With the Ramon Sanchez Pizjuan in fine voice, the match ebbed and flowed without either team really seizing the initiative in what was essentially rather dull fare.
Paul Pogba started on the bench for United after being struck down by illness on Monday, but the groggy French midfielder was introduced much earlier than planned when Ander Herrera limped off with just 16 minutes gone.
Not that Pogba’s premature introduction made much in the way of tangible impact on a night where Jose Mourinho’s side, obviously under instruction to keep things conservative away from home, mustered just one solitary effort on target.
Indeed, it was David De Gea who provided the sole memorable moment of the match, pulling off one of his signature reflex saves to swat away Luis Muriel’s close-range header in first-half stoppage time…
De Gea’s importance to United really cannot be understated. The Spaniard has made more saves than any first-choice ‘keeper in the Premier League this season, which is remarkable when you twig that he plays for the team sitting in second place.

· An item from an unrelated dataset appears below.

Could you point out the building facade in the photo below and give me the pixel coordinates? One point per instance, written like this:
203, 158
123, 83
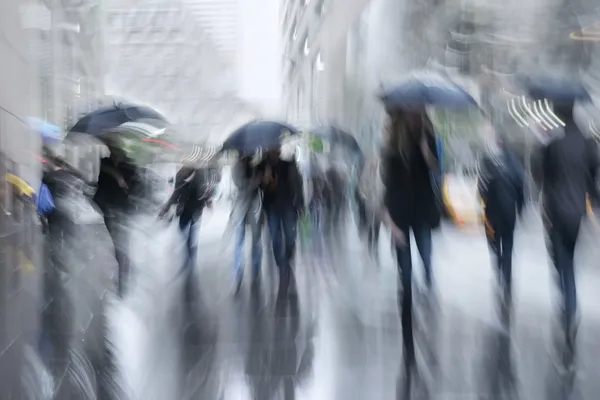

Imagine just how dreary United’s season might look without the uber-reliable De Gea and his immense contribution to keeping their results respectable.
Back in Andalusia, Romelu Lukaku did force a shot over the Sevilla line in the 83rd minute, but only after blatantly catching the ball in the build-up.
That was about it from United’s attack, despite Lukaku, Alexis Sanchez, Marcus Rashford, Juan Mata and Anthony Martial all getting a run out.
We suppose the positive to take away is that United successfully kept another clean sheet in Europe – their fourth in seven outings this campaign.
Indeed, only Barcelona have amassed more shut-outs in all competitions across Europe’s ‘Big Five’ leagues so far this season.
And so, both United and Sevilla will now reconvene at Old Trafford for the second leg next month with a clean slate to work from.
Surely – surely – you’d fancy United to get the job done on home soil?